Peluncuran ditandai dengan peresmian layanan skrining HPV-DNA dan pemeriksaan kesehatan gratis bagi aparatur sipil negara (ASN) serta pelajar. Kegiatan juga dirangkaikan dengan penandatanganan kerja sama antara Labkesda dan BPJS Kesehatan, serta peresmian gedung laboratorium BSL-2 (Biosafety Level 2) sebagai penguatan fasilitas diagnostik di daerah.
Wakil Gubernur Sulawesi Tengah, Reny A. Lamadjido, yang hadir langsung dalam acara tersebut, menegaskan pentingnya deteksi dini sebagai bagian dari upaya pencegahan kanker leher rahim, yang hingga kini masih menjadi salah satu penyebab kematian tertinggi pada perempuan di Indonesia.
“Labkesda Sulawesi Tengah kini menjadi salah satu fasilitas yang mampu melayani skrining HPV-DNA secara lebih luas. Saya berharap seluruh kabupaten dan kota dapat memusatkan layanan ini di Labkesda provinsi agar target nasional dapat tercapai,” ujar Reny.
Reny juga menyampaikan bahwa upaya tersebut sejalan dengan transformasi sistem kesehatan yang mengedepankan layanan promotif dan preventif. Ia menilai tingkat skrining kesehatan masyarakat masih rendah, hanya berkisar 0,14 persen hingga 0,8 persen secara nasional.
“Karena itu, manfaatkan layanan ini. Kalau ulang tahun, silakan datang ke Labkesda, kemas acaranya dengan pemeriksaan kesehatan. Rugi kalau tidak dimanfaatkan,” ucapnya.
Pemprov Sulteng, lanjut Reny, tengah menyiapkan laboratorium keliling yang akan mendatangi kantor-kantor pemerintahan. Unit ini akan memberikan layanan pemeriksaan kolesterol, tekanan darah, serta indikator kesehatan lainnya kepada ASN sebagai kelompok kerja aktif yang perlu dijaga produktivitasnya.
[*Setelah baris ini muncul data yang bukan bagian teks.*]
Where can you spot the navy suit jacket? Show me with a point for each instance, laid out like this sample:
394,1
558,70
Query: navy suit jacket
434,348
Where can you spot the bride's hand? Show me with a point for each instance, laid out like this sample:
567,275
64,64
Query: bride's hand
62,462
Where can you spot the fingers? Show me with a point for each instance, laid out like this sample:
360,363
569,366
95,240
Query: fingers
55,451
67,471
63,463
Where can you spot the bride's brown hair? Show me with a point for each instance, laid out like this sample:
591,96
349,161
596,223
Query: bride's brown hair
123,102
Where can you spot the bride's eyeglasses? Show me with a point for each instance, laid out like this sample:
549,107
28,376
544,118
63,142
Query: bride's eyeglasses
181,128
Namun demikian, ia mengingatkan agar para ASN tidak menghindar ketika diminta menjalani pemeriksaan kesehatan. “Tapi saya mohon, ASN jangan lari lagi kalau diumumkan akan diperiksa. Kebanyakan ASN langsung kabur,” katanya sambil berseloroh, yang disambut tawa para undangan.
Wakil Gubernur juga menyampaikan apresiasi kepada Kepala UPT Labkesda beserta jajaran atas kinerja dan inovasi yang telah menghidupkan kembali fungsi laboratorium daerah yang sempat pasif selama beberapa tahun.
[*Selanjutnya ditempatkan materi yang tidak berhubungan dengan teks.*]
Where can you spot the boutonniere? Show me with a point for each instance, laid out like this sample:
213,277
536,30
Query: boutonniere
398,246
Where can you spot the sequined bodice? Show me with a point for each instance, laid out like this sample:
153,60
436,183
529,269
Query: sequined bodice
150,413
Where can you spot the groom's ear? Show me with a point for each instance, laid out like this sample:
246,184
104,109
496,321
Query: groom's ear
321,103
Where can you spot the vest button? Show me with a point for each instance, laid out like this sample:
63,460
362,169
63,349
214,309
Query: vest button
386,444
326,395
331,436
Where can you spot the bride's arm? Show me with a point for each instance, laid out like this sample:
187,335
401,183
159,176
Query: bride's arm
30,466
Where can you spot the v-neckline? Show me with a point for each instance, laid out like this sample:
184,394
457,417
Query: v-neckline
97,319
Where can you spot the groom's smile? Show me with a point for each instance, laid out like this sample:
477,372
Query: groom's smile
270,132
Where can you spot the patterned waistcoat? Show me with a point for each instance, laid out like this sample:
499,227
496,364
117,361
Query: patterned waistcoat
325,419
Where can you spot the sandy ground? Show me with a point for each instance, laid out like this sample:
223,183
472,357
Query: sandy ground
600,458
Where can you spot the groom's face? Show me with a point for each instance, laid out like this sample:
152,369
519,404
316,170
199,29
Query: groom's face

“Beliau ini hampir tiap hari bertanya, apalagi yang bisa dibuat. Alhamdulillah semua bisa terlaksana dengan baik,” kata Reny.
Peluncuran layanan ini menjadi momentum penting dalam akselerasi transformasi sistem kesehatan di Sulawesi Tengah, dengan menempatkan Labkesda sebagai garda depan dalam deteksi dini dan pengendalian penyakit berbasis laboratorium.